Class of 2016: Saquon Barkley - Andre Robinson
The No. 117-ranked player in the Class of 2015 according to Rivals, Saquon Barkley very quickly staked his claim as the program’s best back in preseason camp of his true freshman year. He wouldn’t look back, setting a freshman record with 1,076 rushing yards out of the gate, then ultimately leaping to second in career rushing yardage behind Royster with 3,843 yards on 671 carries in his three-year career.
Barkley’s 1,496 rushing yards in 2016 still ranks fifth all-time at Penn State, backed up by his 1,271-yard effort as a junior in 2017 before declaring early for the NFL Draft.
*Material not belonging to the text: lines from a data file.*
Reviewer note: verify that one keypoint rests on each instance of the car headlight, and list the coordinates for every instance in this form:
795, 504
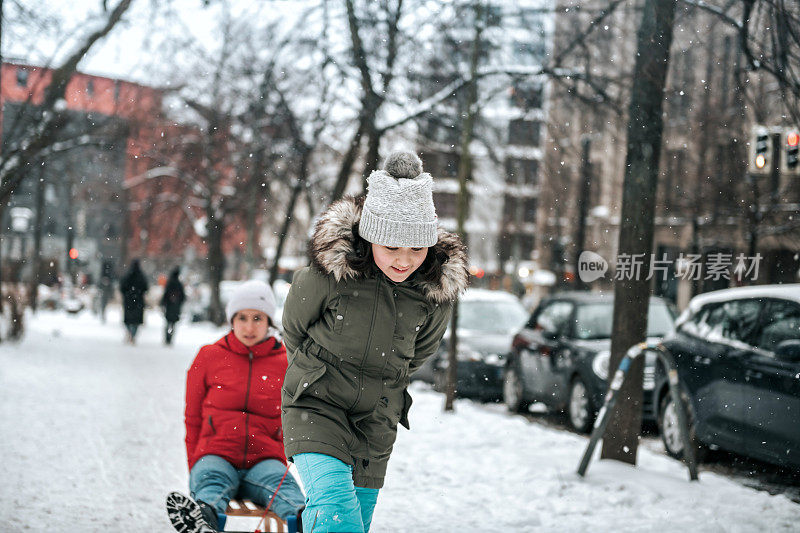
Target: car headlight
600, 364
468, 354
493, 359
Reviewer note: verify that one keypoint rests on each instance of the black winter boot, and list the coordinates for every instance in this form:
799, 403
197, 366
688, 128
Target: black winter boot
189, 516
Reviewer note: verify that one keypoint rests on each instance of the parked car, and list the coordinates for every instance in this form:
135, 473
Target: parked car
561, 356
487, 320
738, 357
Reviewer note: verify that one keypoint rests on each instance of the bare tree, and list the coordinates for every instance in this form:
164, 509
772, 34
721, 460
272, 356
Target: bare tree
632, 293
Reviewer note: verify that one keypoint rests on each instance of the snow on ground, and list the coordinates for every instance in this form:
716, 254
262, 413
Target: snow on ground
92, 440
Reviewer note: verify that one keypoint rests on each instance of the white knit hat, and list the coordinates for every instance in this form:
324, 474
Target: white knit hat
399, 208
253, 294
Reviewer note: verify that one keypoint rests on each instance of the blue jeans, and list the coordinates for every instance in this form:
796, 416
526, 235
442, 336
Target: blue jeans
215, 481
333, 503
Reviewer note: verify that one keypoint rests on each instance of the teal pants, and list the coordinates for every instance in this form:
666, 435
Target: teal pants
333, 503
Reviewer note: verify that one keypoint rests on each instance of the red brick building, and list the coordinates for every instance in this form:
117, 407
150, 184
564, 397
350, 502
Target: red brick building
102, 199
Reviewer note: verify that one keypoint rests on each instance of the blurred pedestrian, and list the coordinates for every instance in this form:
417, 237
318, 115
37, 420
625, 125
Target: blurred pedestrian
133, 287
104, 292
233, 418
171, 302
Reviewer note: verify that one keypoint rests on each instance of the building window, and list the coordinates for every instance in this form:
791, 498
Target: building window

Dominating Penn State’s record books, Barkley remains Penn State’s all-time rushing touchdown leader with 43, all-time touchdowns leader with 53, and all-time all-purpose yards leader with 5,538 in his three seasons.
Drafted second overall by the New York Giants in April 2018, Barkley is preparing for his fourth season in the NFL after suffering an ACL injury early last year.
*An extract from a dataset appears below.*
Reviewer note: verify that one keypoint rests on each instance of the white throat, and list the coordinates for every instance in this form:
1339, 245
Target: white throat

The second back in the class, the three-star Andre Robinson out of Harrisburg’s Bishop McDevitt saw action as a redshirt freshman and sophomore in 2016 and ’17 before transferring out of the program.
Class of 2019: Devyn Ford - Noah Cain
The No. 1-rated all-purpose back in the Class of 2019, Devyn Ford finished second in the final Rivals100 to only linebacker Brandon Smith by one slot at No. 39 and No. 40, respectively. Noah Cain, meanwhile, was the nation’s No. 3-rated running back and a four-star himself, checking in close behind at No. 43 nationally.
Ahead of the 2021 season, they’re both vying to emerge as the top option in Penn State’s crowded running backs room.
Injured on the first series of the Nittany Lions’ first offensive possession of the doomed 2020 season, Cain has so far accumulated 456 rushing yards and eight scores on 87 career carries, the overwhelming majority coming during his breakout 2019 campaign.
Fighting for opportunities among Penn State’s talented backs, Ford’s career has now included 119 carries for 568 yards and six scores over 18 games in two seasons. Absent for three games in 2020, Ford finished third on Penn State’s rushing chart for the season behind Keyvone Lee and quarterback Sean Clifford.
Class of 2020: Keyvone Lee - Caziah Holmes
Both rated as Rivals four-stars, Lee made a splash in his first season at Penn State with 89 carries for 438 yards and four touchdowns. Climbing the Nittany Lions’ depth chart as a result of the career-ending loss of Journey Brown, Cain’s early-season injury, and Ford’s absence due to a death in the family, Lee’s breakout came with his 134 yards and a touchdown on 22 carries in Penn State’s first win of the season at Michigan in November. Earning double-digit carries in each of Penn State’s final four games, Lee’s contributions helped end a five-game skid that began the 2020 campaign.
Similar to Lee, Holmes was catapulted into action by Penn State’s adversity at the position last season, Holmes also appeared regularly as a true freshman. His 12 carries for 77 yards and two scores in the Nittany Lions’ season-ending win against Illinois marked a high point for Holmes as he heads into his sophomore effort.